Magazines or other publications featuring photographs of women in skimpy clothing are censored and restaurants are segregated into sections for single men and for families with women to avoid gender mixing.
Sweden's European Union Minister Birgitta Ohlsson on Twitter called the move "medieval", while European Union Minister Ewa Bjorling noted that women cannot be airbrushed out of reality.
"If Saudi Arabia doesn't allow women to be seen, heard or to work, they lose out on half of their intellectual capital. This shows they still have a long way to go to reach equality between women and men in Saudi Arabia," she said in an email.
IKEA has airbrushed women out of several Saudi catalogues since its first store opening there in the 1980s, a spokeswoman at IKEA Group, which produces the catalogues on behalf of Inter IKEA Systems, said.
In a statement, IKEA Group said excluding women from the Saudi version of the catalogue was not in line with its values.

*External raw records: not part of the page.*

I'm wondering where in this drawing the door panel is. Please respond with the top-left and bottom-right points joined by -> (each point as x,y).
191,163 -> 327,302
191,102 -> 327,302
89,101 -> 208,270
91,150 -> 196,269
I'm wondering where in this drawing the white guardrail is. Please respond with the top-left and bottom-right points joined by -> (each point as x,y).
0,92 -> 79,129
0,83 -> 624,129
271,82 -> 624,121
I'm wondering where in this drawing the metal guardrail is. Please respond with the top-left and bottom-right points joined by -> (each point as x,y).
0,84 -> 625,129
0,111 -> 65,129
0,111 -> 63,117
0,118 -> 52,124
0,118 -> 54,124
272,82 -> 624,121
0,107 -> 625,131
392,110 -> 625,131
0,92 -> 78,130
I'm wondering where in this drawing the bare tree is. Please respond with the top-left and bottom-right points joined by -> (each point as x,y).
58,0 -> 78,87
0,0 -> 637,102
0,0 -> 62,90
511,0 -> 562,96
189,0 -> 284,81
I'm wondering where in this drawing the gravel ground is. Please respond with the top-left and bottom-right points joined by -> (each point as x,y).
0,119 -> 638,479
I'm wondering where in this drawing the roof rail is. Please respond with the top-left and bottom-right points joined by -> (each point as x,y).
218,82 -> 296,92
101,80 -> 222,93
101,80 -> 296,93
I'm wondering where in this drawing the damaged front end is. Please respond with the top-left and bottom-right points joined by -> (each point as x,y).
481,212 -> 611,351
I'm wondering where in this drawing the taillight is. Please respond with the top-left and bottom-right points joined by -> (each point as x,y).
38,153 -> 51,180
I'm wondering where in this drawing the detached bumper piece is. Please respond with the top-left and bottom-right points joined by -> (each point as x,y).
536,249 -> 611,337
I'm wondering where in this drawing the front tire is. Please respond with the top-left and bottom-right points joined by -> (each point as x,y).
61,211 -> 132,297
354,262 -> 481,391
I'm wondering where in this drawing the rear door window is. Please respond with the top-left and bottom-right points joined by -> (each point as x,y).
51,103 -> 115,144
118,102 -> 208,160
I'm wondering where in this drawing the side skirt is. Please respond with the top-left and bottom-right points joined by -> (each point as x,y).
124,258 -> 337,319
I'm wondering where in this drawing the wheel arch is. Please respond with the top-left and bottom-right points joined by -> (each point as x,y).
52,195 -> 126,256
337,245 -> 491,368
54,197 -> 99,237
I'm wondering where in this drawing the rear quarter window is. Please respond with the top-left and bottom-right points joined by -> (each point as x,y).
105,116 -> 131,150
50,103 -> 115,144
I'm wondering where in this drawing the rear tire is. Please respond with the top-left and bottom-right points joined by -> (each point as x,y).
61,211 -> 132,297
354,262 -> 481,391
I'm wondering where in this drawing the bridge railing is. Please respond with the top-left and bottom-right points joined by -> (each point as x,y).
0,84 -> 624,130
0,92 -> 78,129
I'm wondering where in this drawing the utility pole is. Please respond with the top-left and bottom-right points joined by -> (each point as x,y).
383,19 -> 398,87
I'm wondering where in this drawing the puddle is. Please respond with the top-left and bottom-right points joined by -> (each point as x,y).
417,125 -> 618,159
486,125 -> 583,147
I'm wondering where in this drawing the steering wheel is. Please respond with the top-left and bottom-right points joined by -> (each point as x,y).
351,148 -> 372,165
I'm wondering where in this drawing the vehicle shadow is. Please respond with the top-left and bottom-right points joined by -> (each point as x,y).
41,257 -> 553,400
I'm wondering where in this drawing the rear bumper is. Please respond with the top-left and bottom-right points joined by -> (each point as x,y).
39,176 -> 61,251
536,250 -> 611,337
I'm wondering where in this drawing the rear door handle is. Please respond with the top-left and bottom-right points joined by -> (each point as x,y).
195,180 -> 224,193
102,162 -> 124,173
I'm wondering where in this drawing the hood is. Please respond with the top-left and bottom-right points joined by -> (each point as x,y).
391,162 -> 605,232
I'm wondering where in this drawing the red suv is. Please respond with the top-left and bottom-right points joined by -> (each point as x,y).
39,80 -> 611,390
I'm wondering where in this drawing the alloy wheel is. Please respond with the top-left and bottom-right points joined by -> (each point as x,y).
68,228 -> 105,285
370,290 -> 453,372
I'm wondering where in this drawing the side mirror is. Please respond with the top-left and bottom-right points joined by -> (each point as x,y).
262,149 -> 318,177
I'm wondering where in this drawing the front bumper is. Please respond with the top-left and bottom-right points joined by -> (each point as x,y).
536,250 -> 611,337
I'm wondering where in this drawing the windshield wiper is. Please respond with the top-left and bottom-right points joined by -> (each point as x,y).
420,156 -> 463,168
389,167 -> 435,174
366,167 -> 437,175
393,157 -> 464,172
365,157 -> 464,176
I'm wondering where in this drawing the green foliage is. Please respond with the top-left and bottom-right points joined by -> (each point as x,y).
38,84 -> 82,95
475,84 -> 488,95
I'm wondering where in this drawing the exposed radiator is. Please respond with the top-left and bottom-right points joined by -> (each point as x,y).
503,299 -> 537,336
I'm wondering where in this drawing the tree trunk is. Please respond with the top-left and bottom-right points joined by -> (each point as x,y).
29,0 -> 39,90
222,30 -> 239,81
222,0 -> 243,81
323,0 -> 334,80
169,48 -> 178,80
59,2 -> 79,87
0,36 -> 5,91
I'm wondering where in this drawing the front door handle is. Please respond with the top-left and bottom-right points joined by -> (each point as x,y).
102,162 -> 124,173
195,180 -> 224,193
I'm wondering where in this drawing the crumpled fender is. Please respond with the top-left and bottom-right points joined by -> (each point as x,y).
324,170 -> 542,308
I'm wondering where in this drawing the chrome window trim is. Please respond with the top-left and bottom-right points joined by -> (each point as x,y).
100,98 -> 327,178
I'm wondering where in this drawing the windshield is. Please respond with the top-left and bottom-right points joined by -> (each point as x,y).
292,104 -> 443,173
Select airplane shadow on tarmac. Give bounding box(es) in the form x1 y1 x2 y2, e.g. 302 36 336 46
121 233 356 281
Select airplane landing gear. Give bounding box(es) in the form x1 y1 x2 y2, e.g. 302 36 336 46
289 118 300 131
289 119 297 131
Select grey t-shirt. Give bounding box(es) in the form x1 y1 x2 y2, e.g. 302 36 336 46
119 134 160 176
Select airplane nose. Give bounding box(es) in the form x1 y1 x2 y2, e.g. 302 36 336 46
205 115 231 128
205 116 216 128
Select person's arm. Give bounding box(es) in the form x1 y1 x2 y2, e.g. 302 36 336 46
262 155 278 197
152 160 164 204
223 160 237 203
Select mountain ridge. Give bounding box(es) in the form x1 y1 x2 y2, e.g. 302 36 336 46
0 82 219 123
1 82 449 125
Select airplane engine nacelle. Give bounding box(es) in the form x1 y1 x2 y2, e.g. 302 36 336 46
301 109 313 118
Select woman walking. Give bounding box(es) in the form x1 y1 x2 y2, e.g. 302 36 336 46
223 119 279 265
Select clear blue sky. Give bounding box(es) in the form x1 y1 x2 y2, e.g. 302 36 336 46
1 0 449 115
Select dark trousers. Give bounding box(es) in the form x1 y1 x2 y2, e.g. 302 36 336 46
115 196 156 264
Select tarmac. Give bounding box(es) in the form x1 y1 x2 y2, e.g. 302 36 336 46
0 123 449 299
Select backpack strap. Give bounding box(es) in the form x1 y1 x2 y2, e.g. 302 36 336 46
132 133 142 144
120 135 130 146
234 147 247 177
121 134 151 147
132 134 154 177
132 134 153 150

IKEA on its websites says women change the world and that taking responsibility for people is a pre-requisite for doing good business.

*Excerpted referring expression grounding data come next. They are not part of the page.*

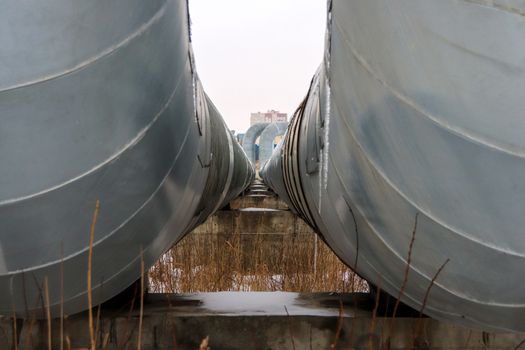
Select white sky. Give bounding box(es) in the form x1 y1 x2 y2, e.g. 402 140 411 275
189 0 327 133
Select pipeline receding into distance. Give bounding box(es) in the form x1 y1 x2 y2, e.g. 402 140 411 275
0 0 253 316
262 0 525 332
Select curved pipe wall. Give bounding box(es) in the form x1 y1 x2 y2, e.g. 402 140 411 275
0 0 253 317
258 122 288 168
193 93 255 223
260 142 293 211
242 123 270 165
263 0 525 332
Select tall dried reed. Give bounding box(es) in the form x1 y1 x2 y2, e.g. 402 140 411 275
149 218 367 293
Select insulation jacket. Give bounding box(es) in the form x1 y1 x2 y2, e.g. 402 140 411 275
0 0 253 316
263 0 525 332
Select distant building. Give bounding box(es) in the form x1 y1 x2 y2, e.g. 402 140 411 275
250 110 287 126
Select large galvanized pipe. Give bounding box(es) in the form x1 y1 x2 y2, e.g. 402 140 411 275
242 122 270 165
0 0 253 317
258 122 288 168
263 0 525 332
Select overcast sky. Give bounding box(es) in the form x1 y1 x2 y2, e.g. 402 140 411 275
189 0 327 133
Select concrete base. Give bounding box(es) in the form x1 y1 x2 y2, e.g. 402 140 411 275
229 194 289 211
2 292 523 349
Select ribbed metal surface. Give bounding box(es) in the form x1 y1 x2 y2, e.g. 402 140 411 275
258 122 288 169
242 123 270 165
260 142 293 212
0 0 253 317
263 0 525 332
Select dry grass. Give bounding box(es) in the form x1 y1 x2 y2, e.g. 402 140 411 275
87 200 100 350
149 223 368 294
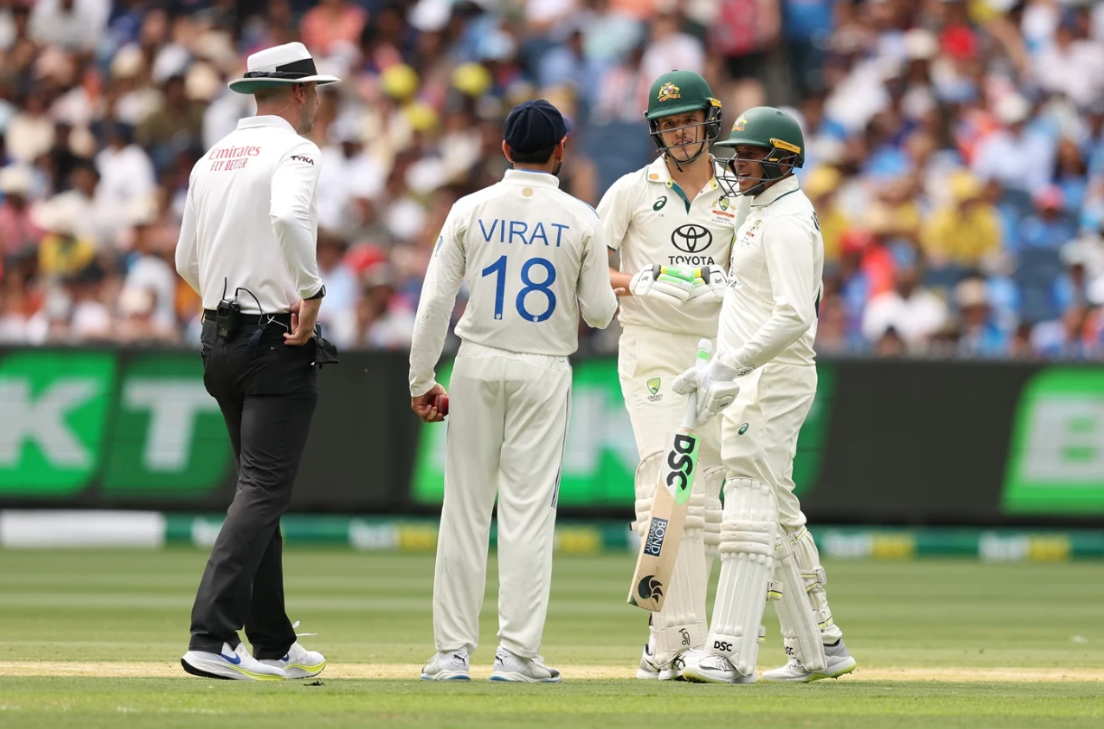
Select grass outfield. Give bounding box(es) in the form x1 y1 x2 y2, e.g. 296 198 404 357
0 548 1102 728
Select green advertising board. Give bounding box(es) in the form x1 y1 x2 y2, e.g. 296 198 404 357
1003 367 1104 515
411 359 835 508
0 350 232 499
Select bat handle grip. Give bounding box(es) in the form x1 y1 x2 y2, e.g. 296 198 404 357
682 339 712 428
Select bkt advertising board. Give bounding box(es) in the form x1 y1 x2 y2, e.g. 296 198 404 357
1 348 1102 525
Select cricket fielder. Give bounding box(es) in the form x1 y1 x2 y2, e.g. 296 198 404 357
409 100 618 683
672 107 856 683
598 70 745 679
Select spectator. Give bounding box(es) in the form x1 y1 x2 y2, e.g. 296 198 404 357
804 165 849 264
862 263 949 353
921 170 1001 268
971 94 1056 194
955 277 1008 357
0 165 42 262
300 0 367 57
641 4 704 83
134 75 205 171
1032 13 1104 110
330 264 415 351
1018 185 1077 251
315 230 359 333
29 0 108 53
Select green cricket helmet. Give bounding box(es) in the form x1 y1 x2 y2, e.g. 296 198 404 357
644 70 723 166
713 106 805 197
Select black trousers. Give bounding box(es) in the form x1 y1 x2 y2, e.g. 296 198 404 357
188 318 318 658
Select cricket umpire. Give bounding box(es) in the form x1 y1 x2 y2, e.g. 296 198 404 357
175 42 336 681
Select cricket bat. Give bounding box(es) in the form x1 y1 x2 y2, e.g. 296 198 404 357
627 338 712 612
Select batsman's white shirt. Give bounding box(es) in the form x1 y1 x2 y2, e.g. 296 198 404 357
598 155 738 338
720 175 823 369
718 175 825 527
175 116 324 312
408 168 617 659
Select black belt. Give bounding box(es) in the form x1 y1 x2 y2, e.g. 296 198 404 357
203 310 293 327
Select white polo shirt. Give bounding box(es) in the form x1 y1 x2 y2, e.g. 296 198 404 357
409 169 618 396
175 116 325 314
597 155 741 338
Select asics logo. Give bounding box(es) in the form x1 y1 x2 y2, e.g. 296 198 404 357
220 652 242 665
281 653 290 661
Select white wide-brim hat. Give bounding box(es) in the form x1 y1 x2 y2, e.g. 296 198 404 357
228 42 340 94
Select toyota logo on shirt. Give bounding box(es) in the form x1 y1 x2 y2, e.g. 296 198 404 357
671 224 713 253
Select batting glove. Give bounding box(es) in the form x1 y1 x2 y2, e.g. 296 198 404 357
686 266 730 307
629 265 695 306
671 355 748 425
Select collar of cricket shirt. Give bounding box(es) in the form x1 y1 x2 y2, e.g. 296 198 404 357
504 168 561 188
645 156 719 213
750 174 801 208
236 115 297 132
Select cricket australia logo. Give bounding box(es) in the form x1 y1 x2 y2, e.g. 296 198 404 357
658 83 681 102
647 377 662 402
733 115 749 132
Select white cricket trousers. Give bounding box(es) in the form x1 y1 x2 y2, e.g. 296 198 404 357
720 362 817 528
432 341 572 660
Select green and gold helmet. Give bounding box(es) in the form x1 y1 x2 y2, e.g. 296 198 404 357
644 70 723 166
713 106 805 197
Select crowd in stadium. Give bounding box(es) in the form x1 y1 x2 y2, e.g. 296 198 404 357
0 0 1102 359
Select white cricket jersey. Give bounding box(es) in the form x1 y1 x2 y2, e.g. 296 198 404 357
175 116 324 313
597 155 740 337
409 169 618 396
720 176 824 369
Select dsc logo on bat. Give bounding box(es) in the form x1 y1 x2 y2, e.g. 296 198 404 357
665 434 698 494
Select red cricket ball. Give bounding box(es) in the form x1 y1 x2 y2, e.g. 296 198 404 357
433 394 449 416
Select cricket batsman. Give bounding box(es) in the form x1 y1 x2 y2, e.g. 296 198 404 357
671 107 857 683
409 100 618 682
598 70 745 679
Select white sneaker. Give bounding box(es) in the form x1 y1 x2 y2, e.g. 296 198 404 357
489 647 561 683
258 642 326 679
182 642 287 681
421 648 471 681
637 641 661 680
761 639 857 683
670 648 707 681
681 653 758 684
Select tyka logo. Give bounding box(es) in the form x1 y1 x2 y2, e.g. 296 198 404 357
671 224 712 254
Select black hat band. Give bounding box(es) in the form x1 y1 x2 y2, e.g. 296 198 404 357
243 57 318 80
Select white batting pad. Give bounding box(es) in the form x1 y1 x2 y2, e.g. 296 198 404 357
774 528 827 672
788 526 843 643
707 478 777 677
651 499 707 661
700 466 724 570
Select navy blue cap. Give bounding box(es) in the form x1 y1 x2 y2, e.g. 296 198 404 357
503 99 572 154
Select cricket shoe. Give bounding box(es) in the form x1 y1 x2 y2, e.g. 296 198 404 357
761 639 857 683
489 647 561 683
638 640 698 681
680 653 758 684
181 642 287 681
258 642 326 679
420 648 471 681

"I simply think it is silly. We exist in a society with women and men. You can't just remove women," Sara Altawil, an IKEA shopper in Sweden, told commercial broadcaster TV4. "I'm Arab, I'm Muslim but I simply think women exist in society and should take part." Saudi King Abdullah has made limited moves to make it easier for women to work and last year said that they would be allowed to vote and run for office in all future municipal elections, the only public polls held in the monarchy.
He also said women would be appointed to the Shoura Council, which advises the government on policy.
IKEA franchisee Al Sulaiman, which runs the three IKEA stores in in Saudi Arabia, was not immediately available for comment.
Privately held IKEA has 338 stores around the world, of which 40 are run by external franchisees.